L’altro uomo non rispose subito, ma si alzò lentamente dalla sedia, come se volesse dimostrargli con i fatti quello che stava cercando di spiegare con le parole. Si avvicinò a una finestra e guardò fuori per un momento, come se stesse cercando la giusta immagine per spiegare ciò che voleva dire. Poi si girò verso di lui, il volto sereno.
"Guardati intorno," disse con voce bassa, ma ferma. "Vedi quante cose ci sono intorno a noi? Vedi tutte le piccole cose che accadono ogni giorno e che ci passano accanto senza che ce ne accorgiamo? Tutte quelle piccole cose non hanno alcun potere su di noi, a meno che noi non decidiamo di dare loro quel potere. La vita è fatta di momenti. Se ci aggrappiamo a ogni parola, a ogni giudizio, non viviamo, ma siamo schiavi di ciò che gli altri pensano di noi."
Il primo uomo lo guardò, finalmente colpito dalla chiarezza di quelle parole. C’era qualcosa di così semplice e profondo in ciò che l’altro stava dicendo. Era come se finalmente avesse trovato la chiave per aprire una porta che sembrava sempre chiusa.
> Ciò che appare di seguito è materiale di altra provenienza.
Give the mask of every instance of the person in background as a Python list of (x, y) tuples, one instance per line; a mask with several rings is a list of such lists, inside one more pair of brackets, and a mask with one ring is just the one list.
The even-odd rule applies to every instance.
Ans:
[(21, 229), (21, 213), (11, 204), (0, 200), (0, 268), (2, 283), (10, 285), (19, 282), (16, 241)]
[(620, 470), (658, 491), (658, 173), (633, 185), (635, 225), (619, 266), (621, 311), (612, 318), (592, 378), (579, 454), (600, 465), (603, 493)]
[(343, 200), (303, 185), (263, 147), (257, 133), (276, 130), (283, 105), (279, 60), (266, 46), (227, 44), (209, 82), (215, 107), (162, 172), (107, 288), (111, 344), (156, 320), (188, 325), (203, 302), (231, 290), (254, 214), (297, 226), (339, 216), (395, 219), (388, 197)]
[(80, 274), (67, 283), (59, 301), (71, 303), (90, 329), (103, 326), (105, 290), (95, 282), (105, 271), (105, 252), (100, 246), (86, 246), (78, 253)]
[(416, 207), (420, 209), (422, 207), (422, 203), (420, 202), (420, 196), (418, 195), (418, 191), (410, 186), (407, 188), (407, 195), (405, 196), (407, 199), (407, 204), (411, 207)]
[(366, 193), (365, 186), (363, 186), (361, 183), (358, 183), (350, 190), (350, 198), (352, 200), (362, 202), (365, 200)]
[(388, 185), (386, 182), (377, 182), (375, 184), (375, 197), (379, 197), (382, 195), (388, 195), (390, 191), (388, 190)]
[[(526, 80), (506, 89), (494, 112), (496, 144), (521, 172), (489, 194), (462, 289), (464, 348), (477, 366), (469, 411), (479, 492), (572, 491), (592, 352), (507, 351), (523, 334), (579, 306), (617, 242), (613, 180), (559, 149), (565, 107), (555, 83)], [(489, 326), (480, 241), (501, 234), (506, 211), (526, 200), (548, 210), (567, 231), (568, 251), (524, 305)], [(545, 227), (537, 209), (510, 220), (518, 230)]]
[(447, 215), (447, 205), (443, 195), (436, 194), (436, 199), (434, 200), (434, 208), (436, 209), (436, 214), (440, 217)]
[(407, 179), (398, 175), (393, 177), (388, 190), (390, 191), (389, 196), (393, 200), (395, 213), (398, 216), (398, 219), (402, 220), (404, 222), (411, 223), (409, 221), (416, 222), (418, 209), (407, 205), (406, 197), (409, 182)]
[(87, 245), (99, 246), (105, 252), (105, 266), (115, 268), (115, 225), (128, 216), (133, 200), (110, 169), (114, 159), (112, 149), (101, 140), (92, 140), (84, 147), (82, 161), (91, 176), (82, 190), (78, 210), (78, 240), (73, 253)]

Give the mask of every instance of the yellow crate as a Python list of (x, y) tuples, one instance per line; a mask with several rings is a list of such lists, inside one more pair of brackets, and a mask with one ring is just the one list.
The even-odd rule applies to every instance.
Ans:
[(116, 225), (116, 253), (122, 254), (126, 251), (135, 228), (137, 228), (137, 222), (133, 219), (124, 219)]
"E se non ci riesco?" chiese, quasi sussurrando, ma con una fragilità che non riusciva più a nascondere.
L’altro uomo si avvicinò di nuovo e si sedette di fronte a lui. La sua presenza, calma e rassicurante, sembrava avvolgerlo come una coperta calda in una notte fredda. "Non è facile," disse con sincerità. "Non ci riusciremo sempre. Ma ogni volta che non risponderai subito, ogni volta che sceglierai di non reagire, darai un passo in più verso la libertà. Non devi essere perfetto, non devi fare tutto bene. Devi solo scegliere di non essere dominato dalle parole degli altri. Respira. Lascia andare. Non tutto merita la tua reazione."
Il primo uomo annuì lentamente, il cuore che si alleggeriva un po’, come se stesse finalmente vedendo uno spiraglio di luce in un luogo che sembrava troppo oscuro. "Respirare," ripeté, come se volesse imparare la lezione nel modo più profondo. "Lasciare andare."
"Esatto," rispose l’altro, con un sorriso che sembrava una benedizione silenziosa. "E quando imparerai a fare questo, ti accorgerai che non hai bisogno di difenderti da tutto. La pace arriverà da sola, perché non sarà più il mondo a determinare chi sei, ma tu."
Un lungo silenzio cadde tra di loro, non un silenzio vuoto, ma pieno di una quiete nuova, una quiete che sembrava cominciare a farsi spazio in mezzo a tanta frenesia. Il primo uomo guardò fuori dalla finestra, come se vedesse il mondo per la prima volta con occhi nuovi. Non c’era più paura, non c’era più ansia per quello che sarebbe potuto accadere. C’era solo una consapevolezza che cominciava a germogliare dentro di lui, una consapevolezza che forse, finalmente, avrebbe trovato il coraggio di respirare e lasciare andare.